Another itemised allegation of negligence is “failing to refer the Claimant for counselling or other professional help or advice following her complaint of indecent assault”; as to this Mr Kerr accepted that (on the facts as reported to Mr Thompson) the referral might properly have been to staff at the School, and not necessarily to external agencies. But it does not seem to me that the incident as reported was in itself so serious as to warrant such a referral. If the Claimant had exhibited continuing signs of unhappiness in the weeks after the incident it would have been different; but there is no evidence of this, and the evidence of the March 1996 school reports is to the contrary.
I have already found that Mr Thompson did not place the responsibility on the Claimant to determine how the incident should be dealt with; and that she was not left unsupervised outside his office.

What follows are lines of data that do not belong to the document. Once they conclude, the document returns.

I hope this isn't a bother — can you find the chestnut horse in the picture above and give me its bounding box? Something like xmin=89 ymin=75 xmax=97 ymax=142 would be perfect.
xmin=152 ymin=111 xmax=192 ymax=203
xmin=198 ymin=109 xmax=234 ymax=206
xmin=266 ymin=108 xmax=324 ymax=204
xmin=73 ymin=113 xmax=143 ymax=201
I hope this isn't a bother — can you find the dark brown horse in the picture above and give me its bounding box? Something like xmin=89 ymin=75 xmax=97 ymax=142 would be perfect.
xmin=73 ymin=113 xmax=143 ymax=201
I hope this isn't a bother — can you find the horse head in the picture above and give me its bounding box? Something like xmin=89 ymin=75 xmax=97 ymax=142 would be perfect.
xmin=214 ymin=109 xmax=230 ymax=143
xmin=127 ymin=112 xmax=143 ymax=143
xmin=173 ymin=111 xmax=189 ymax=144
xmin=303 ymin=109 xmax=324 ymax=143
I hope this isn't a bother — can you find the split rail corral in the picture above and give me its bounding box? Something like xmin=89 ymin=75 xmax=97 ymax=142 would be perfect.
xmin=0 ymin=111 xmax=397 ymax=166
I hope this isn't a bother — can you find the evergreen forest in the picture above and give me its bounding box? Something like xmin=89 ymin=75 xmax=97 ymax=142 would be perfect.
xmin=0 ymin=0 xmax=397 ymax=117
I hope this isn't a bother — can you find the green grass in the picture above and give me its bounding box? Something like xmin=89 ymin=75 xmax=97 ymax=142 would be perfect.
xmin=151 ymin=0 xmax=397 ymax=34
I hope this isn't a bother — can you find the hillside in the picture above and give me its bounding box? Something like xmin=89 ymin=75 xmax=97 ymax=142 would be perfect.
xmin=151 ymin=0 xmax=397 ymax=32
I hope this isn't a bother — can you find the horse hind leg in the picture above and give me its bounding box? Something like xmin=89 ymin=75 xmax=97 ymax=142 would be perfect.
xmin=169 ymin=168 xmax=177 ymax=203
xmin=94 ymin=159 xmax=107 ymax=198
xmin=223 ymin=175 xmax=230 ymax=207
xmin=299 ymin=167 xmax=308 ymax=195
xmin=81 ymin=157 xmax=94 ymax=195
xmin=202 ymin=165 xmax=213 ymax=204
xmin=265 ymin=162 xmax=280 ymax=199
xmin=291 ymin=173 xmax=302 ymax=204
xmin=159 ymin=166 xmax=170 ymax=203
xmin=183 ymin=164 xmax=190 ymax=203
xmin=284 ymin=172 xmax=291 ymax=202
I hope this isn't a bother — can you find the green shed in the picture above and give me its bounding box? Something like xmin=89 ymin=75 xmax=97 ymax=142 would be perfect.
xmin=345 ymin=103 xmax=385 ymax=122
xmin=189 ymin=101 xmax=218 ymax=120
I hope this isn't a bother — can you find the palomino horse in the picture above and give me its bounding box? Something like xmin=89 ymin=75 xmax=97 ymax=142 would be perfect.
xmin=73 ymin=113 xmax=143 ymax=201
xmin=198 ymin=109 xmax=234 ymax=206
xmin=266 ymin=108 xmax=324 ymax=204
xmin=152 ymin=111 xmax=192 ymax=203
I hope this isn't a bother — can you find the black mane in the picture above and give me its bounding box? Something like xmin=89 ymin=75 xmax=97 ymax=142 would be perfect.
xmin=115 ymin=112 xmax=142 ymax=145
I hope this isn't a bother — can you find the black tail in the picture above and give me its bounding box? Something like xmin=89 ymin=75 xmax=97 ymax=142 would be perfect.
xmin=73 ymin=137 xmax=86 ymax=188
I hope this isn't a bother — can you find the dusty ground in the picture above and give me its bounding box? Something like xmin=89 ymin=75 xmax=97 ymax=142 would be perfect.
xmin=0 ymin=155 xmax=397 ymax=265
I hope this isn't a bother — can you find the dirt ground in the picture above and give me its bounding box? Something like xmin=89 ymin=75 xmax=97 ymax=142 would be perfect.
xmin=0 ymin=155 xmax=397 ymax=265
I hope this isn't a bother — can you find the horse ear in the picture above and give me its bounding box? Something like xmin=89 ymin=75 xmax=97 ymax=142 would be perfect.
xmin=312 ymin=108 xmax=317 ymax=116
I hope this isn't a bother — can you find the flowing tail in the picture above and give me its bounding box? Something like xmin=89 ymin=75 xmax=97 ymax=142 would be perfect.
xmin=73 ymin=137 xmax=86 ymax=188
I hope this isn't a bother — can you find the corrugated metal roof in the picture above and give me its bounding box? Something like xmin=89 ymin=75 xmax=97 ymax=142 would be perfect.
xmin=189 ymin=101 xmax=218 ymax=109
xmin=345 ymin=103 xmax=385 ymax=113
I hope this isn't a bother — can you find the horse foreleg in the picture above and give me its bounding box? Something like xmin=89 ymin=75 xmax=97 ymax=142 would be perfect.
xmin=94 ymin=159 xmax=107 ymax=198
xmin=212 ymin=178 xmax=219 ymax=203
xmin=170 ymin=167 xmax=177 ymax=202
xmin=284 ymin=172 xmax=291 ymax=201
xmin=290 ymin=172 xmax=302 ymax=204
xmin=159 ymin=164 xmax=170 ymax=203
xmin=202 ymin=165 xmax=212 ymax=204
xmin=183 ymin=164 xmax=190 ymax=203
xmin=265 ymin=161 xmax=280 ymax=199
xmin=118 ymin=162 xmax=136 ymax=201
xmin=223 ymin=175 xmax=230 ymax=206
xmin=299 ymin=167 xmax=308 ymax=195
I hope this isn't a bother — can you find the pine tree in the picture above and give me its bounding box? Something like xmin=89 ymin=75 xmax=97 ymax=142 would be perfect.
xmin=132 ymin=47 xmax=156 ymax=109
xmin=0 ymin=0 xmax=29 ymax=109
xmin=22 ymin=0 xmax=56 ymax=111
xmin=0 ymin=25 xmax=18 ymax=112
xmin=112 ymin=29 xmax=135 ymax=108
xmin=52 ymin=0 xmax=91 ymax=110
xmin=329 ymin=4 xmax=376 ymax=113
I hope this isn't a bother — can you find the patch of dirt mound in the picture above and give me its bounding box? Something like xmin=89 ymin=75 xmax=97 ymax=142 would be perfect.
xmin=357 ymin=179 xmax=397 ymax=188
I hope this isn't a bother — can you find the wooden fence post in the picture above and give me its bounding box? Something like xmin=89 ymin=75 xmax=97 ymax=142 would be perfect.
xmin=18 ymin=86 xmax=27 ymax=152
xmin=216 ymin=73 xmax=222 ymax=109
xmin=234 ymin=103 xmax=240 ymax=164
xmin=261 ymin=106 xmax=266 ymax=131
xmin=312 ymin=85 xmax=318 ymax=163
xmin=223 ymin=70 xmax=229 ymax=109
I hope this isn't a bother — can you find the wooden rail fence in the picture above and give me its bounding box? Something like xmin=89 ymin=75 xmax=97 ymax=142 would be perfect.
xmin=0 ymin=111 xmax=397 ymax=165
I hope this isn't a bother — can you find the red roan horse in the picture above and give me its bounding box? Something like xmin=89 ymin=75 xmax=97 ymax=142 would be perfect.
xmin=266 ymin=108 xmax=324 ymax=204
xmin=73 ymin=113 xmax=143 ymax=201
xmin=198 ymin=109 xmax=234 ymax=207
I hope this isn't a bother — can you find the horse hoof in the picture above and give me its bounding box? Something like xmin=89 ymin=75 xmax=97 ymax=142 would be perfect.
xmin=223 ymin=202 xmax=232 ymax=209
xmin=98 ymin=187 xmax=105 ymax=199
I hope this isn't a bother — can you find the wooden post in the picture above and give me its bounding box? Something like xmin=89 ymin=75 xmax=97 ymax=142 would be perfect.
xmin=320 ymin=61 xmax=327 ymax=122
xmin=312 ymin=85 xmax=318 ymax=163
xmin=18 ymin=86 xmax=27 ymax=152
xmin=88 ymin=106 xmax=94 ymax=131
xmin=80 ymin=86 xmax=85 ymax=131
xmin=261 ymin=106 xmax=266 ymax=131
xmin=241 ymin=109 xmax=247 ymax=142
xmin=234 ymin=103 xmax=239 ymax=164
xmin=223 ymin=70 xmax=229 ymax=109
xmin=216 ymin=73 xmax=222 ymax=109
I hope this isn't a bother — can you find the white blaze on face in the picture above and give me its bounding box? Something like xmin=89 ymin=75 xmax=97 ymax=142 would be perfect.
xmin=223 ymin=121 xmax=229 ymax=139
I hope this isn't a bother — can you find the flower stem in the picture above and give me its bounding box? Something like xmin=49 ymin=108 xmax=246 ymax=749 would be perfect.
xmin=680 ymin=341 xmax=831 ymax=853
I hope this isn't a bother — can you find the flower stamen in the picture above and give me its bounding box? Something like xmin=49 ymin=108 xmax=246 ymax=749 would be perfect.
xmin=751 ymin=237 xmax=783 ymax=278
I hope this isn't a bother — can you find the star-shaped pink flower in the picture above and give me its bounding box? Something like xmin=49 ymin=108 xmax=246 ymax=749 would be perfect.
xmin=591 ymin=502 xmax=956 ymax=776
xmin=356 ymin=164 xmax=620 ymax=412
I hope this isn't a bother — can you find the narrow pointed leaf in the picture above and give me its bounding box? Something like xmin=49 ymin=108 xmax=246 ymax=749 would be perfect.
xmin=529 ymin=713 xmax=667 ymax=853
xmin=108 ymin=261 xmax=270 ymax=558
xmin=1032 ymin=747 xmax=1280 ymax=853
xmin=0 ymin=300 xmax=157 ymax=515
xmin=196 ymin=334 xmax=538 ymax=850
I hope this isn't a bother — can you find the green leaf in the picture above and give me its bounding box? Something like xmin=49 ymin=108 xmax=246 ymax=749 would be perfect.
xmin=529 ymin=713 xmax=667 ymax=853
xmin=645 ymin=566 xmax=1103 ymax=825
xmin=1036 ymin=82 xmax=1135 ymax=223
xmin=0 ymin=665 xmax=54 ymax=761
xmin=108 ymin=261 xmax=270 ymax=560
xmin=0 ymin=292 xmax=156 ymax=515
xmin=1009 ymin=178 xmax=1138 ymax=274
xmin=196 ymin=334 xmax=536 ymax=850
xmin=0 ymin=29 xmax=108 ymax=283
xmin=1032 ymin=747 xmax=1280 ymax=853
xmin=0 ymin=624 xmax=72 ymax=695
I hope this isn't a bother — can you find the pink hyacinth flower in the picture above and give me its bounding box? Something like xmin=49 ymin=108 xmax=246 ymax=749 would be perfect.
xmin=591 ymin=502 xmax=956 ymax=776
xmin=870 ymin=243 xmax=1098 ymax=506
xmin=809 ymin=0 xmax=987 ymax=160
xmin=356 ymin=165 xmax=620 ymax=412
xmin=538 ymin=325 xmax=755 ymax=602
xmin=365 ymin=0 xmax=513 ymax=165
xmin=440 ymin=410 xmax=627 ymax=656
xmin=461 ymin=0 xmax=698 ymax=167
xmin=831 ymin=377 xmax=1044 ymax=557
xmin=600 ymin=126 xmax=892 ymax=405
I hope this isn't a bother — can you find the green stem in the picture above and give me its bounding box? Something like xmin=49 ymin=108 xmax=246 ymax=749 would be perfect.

I therefore reject each of the allegations of negligence and breach of duty made against the staff of the school in the Particulars of Claim.
For the sake of completeness I should mention that the Defence makes allegations of contributory negligence against the Claimant. These were not abandoned by Mr Norris but were maintained, if I may say so, somewhat half-heartedly. Had I found primary liability against the Defendants I would have rejected the plea of contributory negligence. But in view of my main findings that issue becomes academic.
Conclusion
I have no doubt that the deterioration in the Claimant’s psychological condition during 1996 was seriously distressing to her and her parents; and it is entirely natural that they should look for an explanation attributable to human failings. But on the evidence before me they have failed to establish their case against the Defendant council. I must therefore give judgment for the Defendants and dismiss the claim. Any post-judgment applications, including for permission to appeal, will be dealt with on a date to be arranged when leading counsel can attend. The time for filing any appellant’s notice at the Court of Appeal is extended until 14 days after that further hearing.